Anyway, I did this for eleven relievers, who are considered among the best of all-time.  Why eleven?  Because these are the eleven relievers who are either in the Hall of Fame, or I have heard an argument for belonging in the Hall of Fame.  Here they are, presented with their "record," as well as Fibonacci wins (and ordered by the latter).

Hoyt Wilhelm:  171.2-79.2; 209.1
Dennis Eckersley:  209.4-155.6; 173.9
Mariano Rivera:  109.7-25.8; 172.6
Goose Gossage:  123.3-77.7; 121.3
Billy Wagner:  78.0-22.3; 116.4
John Franco:  90.8-47.7; 102.6
Rollie Fingers:  111.6-77.5; 99.9
Lee Smith:  91.0-52.2; 96.6
Dan Quisenberry:  78.9-37.0; 95.6
Trevor Hoffman:  80.5-40.5; 93.6
Bruce Sutter:  75.1-40.6; 83.3

Obviously, this is overly simplistic.  It takes a lot to say that you can boil things down to one number (as much as we all try to do it).  But at the end of the day, when it comes to the Hall of Fame, there are only two options:  in or out.  That's a binary decision.  Binaries are numbers.  So you have to be able to put a number on it.  And this is a pretty good place to start, if you ask me.

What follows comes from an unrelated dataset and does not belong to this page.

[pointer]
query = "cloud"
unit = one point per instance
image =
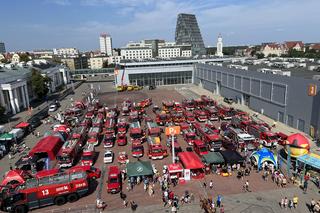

As you can tell, innings pitched is skewed for Eckersley because of his years as a starter.  But so what?  He did that pitching, as well.  And when you factor it all in, he's roughly as good as Mariano, which sounds about right to me.  Wilhelm's HUGE number of innings keeps him at the top of the group, which sounds about right to me.  And frankly, I'm not sure if I could vote for anyone below Mariano - the gap seems to be in roughly the 150 Fibonacci win area.

But, back to the topic at hand, which is Lee Smith.  Fingers' induction has been much-maligned by many people.  But seeing Fingers, Wagner, and John Franco atop Lee Smith makes me fairly certain of this much:  I don't think I could vote for him.  He deserves to be remembered, so, like Jack Morris, I would never begrudge his election.  But, also like Morris, I just don't think the Hall of Fame is big enough to include not only Lee Smith, but all of the players who were better or roughly his equal.  I just don't think anyone wants a Hall of Fame with 10 relief pitchers - not yet, anyway.  Maybe in another 50 years, but not right now.  And if Smith is still one of the 10 best relievers of all-time in 50 years, then we can talk about it.  But for now, it's a no.